Some readers might say that it’s only because I’m a philosopher of science that I think foundations matter. Maybe. But, I think we must admit some fairly blatant “tensions” that sneak into day-to-day practice. For example there seems to be a confusion between our limits in achieving the goal of adequately capturing a given data generating mechanism, and making the goal itself be to capture our knowledge of, or degrees of belief in (or about), the data generating mechanism. The former may be captured by severity assessments (or something similar), but these are not posterior probabilities (even if one agrees with Lindley that the latter could be). Then there are some slippery slopes about objective/subjective, deduction/induction, and truth/idealizations, deliberately discussed on this blog. These are all philosophical issues, and they are clearly illuminated within frequentist-Bayesian contrasts.

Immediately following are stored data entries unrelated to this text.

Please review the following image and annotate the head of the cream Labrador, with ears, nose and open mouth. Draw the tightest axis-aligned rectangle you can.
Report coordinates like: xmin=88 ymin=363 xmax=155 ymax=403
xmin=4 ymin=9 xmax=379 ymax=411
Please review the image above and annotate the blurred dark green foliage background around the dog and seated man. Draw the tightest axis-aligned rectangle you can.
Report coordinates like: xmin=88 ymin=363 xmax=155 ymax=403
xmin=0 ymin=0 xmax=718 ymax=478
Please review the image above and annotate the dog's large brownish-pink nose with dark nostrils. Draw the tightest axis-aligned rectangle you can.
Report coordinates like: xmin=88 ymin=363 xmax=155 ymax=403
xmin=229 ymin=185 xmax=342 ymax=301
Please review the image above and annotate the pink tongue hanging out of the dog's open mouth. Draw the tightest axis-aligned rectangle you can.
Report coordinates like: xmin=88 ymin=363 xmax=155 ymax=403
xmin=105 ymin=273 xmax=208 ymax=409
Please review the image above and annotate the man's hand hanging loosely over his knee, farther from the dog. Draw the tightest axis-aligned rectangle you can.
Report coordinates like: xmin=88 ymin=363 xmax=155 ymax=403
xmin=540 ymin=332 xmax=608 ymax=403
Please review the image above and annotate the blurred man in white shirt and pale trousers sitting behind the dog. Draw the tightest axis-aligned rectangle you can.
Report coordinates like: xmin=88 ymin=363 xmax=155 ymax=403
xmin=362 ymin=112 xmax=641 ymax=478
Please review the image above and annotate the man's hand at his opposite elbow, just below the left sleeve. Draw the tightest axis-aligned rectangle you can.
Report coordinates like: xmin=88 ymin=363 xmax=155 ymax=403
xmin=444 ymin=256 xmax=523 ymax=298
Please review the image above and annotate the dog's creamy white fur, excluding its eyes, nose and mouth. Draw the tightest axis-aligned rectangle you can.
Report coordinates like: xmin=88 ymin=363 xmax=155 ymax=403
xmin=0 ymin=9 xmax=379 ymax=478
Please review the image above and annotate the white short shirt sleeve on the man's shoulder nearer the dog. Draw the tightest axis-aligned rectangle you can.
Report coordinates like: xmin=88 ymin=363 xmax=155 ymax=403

Then there is the rationale for introducing priors. While one group of Bayesians insists we must introduce prior probability distributions (on an exhaustive set of hypotheses) if we are to properly take account of background knowledge (see Oct. 31 post); subjectively elicited priors are often seen as so hard to get, and so rarely to be trusted, that much work goes into developing conventional “default” priors that are not supposed to be expressions of uncertainty, ignorance, or degree of belief. We are back to the question Fisher asked long ago (1934, 287): if prior probabilities in hypotheses are intended to allow subjective background beliefs to influence statistical assessments of hypotheses, then why do we want them? If the priors are designed to have minimal influence on any inferences, then why do we need them? As remarked in Cox and Mayo (2010, p. 301):
“Reference priors yield inferences with some good frequentist properties, at least in one-dimensional problems – a feature usually called matching. Although welcome, it falls short of showing their success as objective methods. First, as is generally true in science, the fact that a theory can be made to match known successes does not redound as strongly to that theory as did the successes that emanated from first principles or basic foundations. This must be especially so where achieving the matches seems to impose swallowing violations of its initial basic theories or principles.
Even if there are some cases where good frequentist solutions are more neatly generated through Bayesian machinery, it would show only their technical value for goals that differ fundamentally from their own. But producing identical numbers could only be taken as performing the tasks of frequentist inference by reinterpreting them to mean confidence levels and significance levels, not posteriors.” (Cox and Mayo 2010)
I invite your comments, remarks and queries.
[i] Which got the highest # of hits of any post.